Charley, parlando con lui, si concede un’introspezione a lungo rimandata, ne fa, per l’appunto, lo specchio nel quale riguardare le ferite che lo hanno segnato e che non ha mai mostrato a nessuno: il cammino intrapreso lo conduce alla piena rivelazione di se stesso, un percorso che costerà all’animale la vita e al ragazzo l’innocenza. E in questo viaggio formativo, quasi a sottintendere una sessualità ancora indecisa, Haigh, nel rispetto di tutti i topoi del road trip, ne omette uno, quello della tappa amorosa (altra differenza col romanzo, il che sottolinea una scelta precisa nel delineare il personaggio in sede di sceneggiatura).

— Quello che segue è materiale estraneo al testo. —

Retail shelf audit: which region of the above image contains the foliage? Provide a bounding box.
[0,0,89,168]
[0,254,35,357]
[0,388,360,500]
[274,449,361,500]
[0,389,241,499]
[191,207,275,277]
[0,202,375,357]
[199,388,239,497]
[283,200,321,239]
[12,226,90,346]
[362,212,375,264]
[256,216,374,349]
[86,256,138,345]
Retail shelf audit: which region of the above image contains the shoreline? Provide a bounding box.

Haigh dispiega mirabilmente questo percorso iniziatico, con un’armonia sconosciuta ai due film precedenti: la purezza (poi deturpata) del protagonista non suona mai teoremica, ma si esprime in maniera viva ed emozionante; la ricerca di un centro solido al quale agganciare la sua esistenza non si affida a soluzioni letterarie, ma poggia su azioni e dialogistica essenziali, efficaci; il modo in cui la narrazione dà conto dello sviluppo e della maturazione del carattere suona sempre aderente nei toni, mai precipitoso o incoerente. Ma, al di là della superlativa scrittura, è la messa in scena di Haigh a essere pienamente convincente: il cesellato gioco attoriale (tutti gli interpreti, ma Charlie Plummer è magnifico nel suo adolescente smozzicare le frasi - per chi avrà la fortuna di vederlo in originale -), il modo in cui la rappresentazione si concentra sul protagonista - ma aprendo l’osservazione ai contesti che questi attraversa e ai personaggi che incontra -, la cura del sonoro, l’esattezza della fotografia.